Eks Dev added a comment - 09/Feb/08 01:27 PM
Thank for explaining it!

So we have now classes implementing DocIdSetIterator (OpenBitSetIterator, SortedVIntList...) that are strictly speaking not conforming to the specification for skipTo(). Side-effects we had here are probably local for this issue, but I have somehow bad feeling having different behaving implementations of the same interface. Sounds paranoid, no

To make things better, new classes in core like eg.
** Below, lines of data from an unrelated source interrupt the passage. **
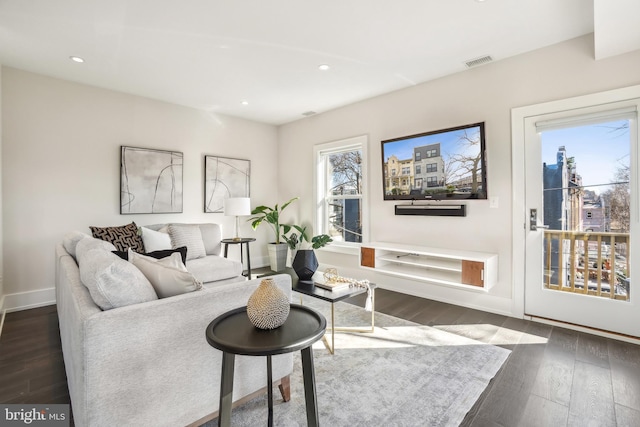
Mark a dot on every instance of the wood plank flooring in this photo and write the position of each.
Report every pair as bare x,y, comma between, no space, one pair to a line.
553,377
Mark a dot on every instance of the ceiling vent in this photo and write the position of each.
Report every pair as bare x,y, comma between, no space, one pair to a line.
479,61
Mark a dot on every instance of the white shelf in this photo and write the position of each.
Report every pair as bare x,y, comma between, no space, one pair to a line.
469,270
421,261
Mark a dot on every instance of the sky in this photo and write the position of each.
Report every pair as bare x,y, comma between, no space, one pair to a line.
449,144
598,150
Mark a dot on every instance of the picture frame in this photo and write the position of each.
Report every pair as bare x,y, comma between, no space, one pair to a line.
224,177
150,181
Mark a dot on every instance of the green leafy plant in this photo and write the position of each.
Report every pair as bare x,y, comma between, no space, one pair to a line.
294,240
320,241
271,216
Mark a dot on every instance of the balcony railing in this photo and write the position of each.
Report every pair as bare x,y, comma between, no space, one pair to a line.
587,263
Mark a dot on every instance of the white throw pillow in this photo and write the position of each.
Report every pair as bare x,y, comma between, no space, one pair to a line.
155,240
190,236
113,282
168,276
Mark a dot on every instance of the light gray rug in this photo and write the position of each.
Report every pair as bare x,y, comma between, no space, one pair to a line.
403,374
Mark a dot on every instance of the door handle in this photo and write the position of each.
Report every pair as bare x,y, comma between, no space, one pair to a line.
533,221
OpenBitSet cover the case you described, when we have iterator positioned one before the first one, but they do not comply to other side effects.

Mainly, invoking iterator.skipTo(anything <= iterator.doc()) should have the same effect as next(), meaning that iterator gets moved not only in iterator.skipTo(iterator.doc()) ...

to cut to the chase, should we attempt to fix all OpenDocIdSetIterator implementations to comply to these effects, or it will be enough to comment these differences "relaxed skipTo contract"? Current usage of these classes is in Filter related code and is practically replacement for BitSet iteration, therefore "under control". But if we move on using these classes tightly with Scorers I am afraid we could expect "one off" and similar bugs.

Another option would be to change specification and use this sentinel -1 approach, but honestly, this is way above my head to comment...


Paul Elschot added a comment - 09/Feb/08 08:03 PM
Some of the bugs caused by this skipTo() behaviour are hard to catch:
http://issues.apache.org/bugzilla/show_bug.cgi?id=35823

Basically the fix was to guard every invocation of skipTo() with a target > doc()
test when no advancing should be done.

In the above case I still don't know what the exact cause was, as the last patch
added this guarding test in more than one place.

One way to 'fix' this is by adding to the javadoc of skipTo() that the behaviour is
undefined when target <= doc(), and otherwise the behaviour is the old behaviour.
Implementations should then define the behaviour when target <= doc().
This has the advantage that the only way to fix it is by reviewing all the
skipTo(targetDocId) code when the javadoc does not completely define the behaviour
of an implementation.

Another way to go about this is to consider target<=doc() on entry of skipTo a bug,
and add sth like this:
assert (notInitialized and (target >= 0) or (target > doc());
at the entry of each skipTo implementation in the trunk and fix the bugs as they show up.

For the moment I prefer the latter, it is a bit drastic, but it gets rid of a lot of uncertainty.
Anyway, when taking it that far, it's another issue.